Chronique

Ursus Minor

What Matters Now ?

Tony Hymas (cla), François Corneloup (bs, ss), Grego Simmons (g), Stockley Williams (dms,perc) + invités

Label / Distribution : Nato

La convergence des luttes. Il y en a qui en font des slogans, d’autres, des combats. Ursus Minor en fait un disque. Il est total, évidemment. Il est beau, nécessairement : il rassemble des années de savoir-faire de la maison nato en terme de dessins, de mots et de musique. Comme les mobilisations, cette dernière converge. Le double album What Matters Now ?, quatrième du quartet dont le claviériste Tony Hymas et le saxophoniste François Corneloup sont les indéfectibles piliers, est un furieux mélange de jazz, de musiques urbaines et autres Zones à Défendre au cœur des étiquettes incontrôlées. Aucune ne domine : « convergence » , le mot d’ordre est fermement appliqué. Ainsi, l’hymne hendrixien « I Don’t Live Today », où brille le batteur Stockley Williams et le guitariste d’Oakland Grego Simmons, qui complètent le quartet, est interprété par l’invitée Ada Dyer, grande voix de la Motown. Celle-ci laisse sa place avec « What About Tomorrow » à l’incontournable Desdamona accompagnée par Dominique Pifarély

C’est une partie de la suite « Land Of The Tree », consacré à Notre-Dame des Landes et ensauvagé par la bande des Belous [1]. Elle se conclut sur « Notre-Dame de Fer », fabuleux exutoire électrique où l’alchimie d’Ursus Minor n’a peut être jamais été aussi forte ; grâce à Simmons notamment, indéniablement la découverte de cet album. Ailleurs, il illumine la joute verbale de Desdamona et de Dem Atlas sur « Land Of Nowhere », qui évoque avec acidité les politiques migratoires. On l’écoute aussi sur « Lo Chant de la Terra », répondant par mille brisures à l’aridité cryptique de Bernat Combi. Ursus Minor parvient à aller sur le terrain de chacun de ses invités sans dévier de sa ligne ni cesser de mettre en perspective les combats du moment, qui ont décidément un goût d’éternel. Ici, quelques cris de Nuit Debout s’accordent aux éclats d’un cortège de travailleurs immigrés. Plus loin, c’est l’hymne tiré de Black Lives Matter qui met en action les mots de l’anarchiste chicagoanne Lucy Parsons pendant qu’Hymas se joue de l’Internationale (« The Words of Lucy Parsons »).
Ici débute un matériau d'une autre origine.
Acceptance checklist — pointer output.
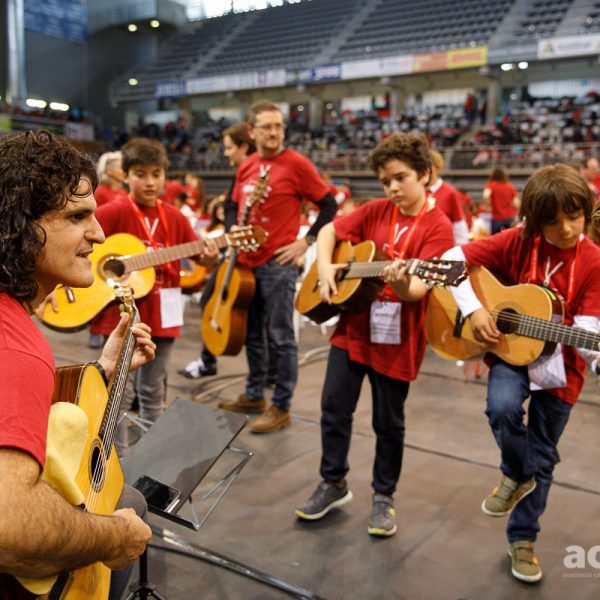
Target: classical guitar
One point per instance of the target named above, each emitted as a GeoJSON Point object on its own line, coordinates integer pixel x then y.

Les tableaux se succèdent, sans mise en scène superfétatoire ni clins d’œil trop appuyés. L’album est divisé en quatre suites qui s’imbriquent, puisque tout est politique, et se conçoit comme un gigantesque travelling avant des chants indociles, chargé de réaliser le tour du monde. Il est question dans un texte poignant du rappeur grec assassiné par les néo-nazis (« Pavlos Fyssas ») tout autant que du quotidien en coupe réglée (« La meilleure des polices », lu par Frédéric Pierrot). Mais Ursus Minor s’offre parfois quelques flâneries, essentiel pas-de-côté pour se souvenir des compagnons (« Val ») ou pour profiter du flot tranquille de la Vézère corrézienne. On songe à ce que Hymas avait proposé dans Chroniques de Résistance, jusque dans le luxe des graphismes du livret qui font de What Matters Now ? un véritable objet dans la continuité des années 90 de la maison nato. Ursus Minor prend le relais des Voix d’Itxassou, qu’ils emmènent faire un tour en ville. On suit le mouvement, bannière au vent.

par Franpi Barriaux // Publié le 6 novembre 2016
P.-S. :

Invités : Desdamona (voc), Dem Atlas (voc), Ada Dyer (voc), Anna Mazaud (voc), Frédéric Pierrot (voc), Léo Remke-Rochard (voc), Bernat Combi (voc, perc), Manon Glibert (cl), Dominique Pifarély (vln), Maël Lhopiteau (celtic harp), Timothée Le Net (acc), Patrick Dorcean (dms)

[1Du nom du festival corrézien Kind of Belou, à Treignac, où la famille nato aime à se retrouver. Nous en parlions ici.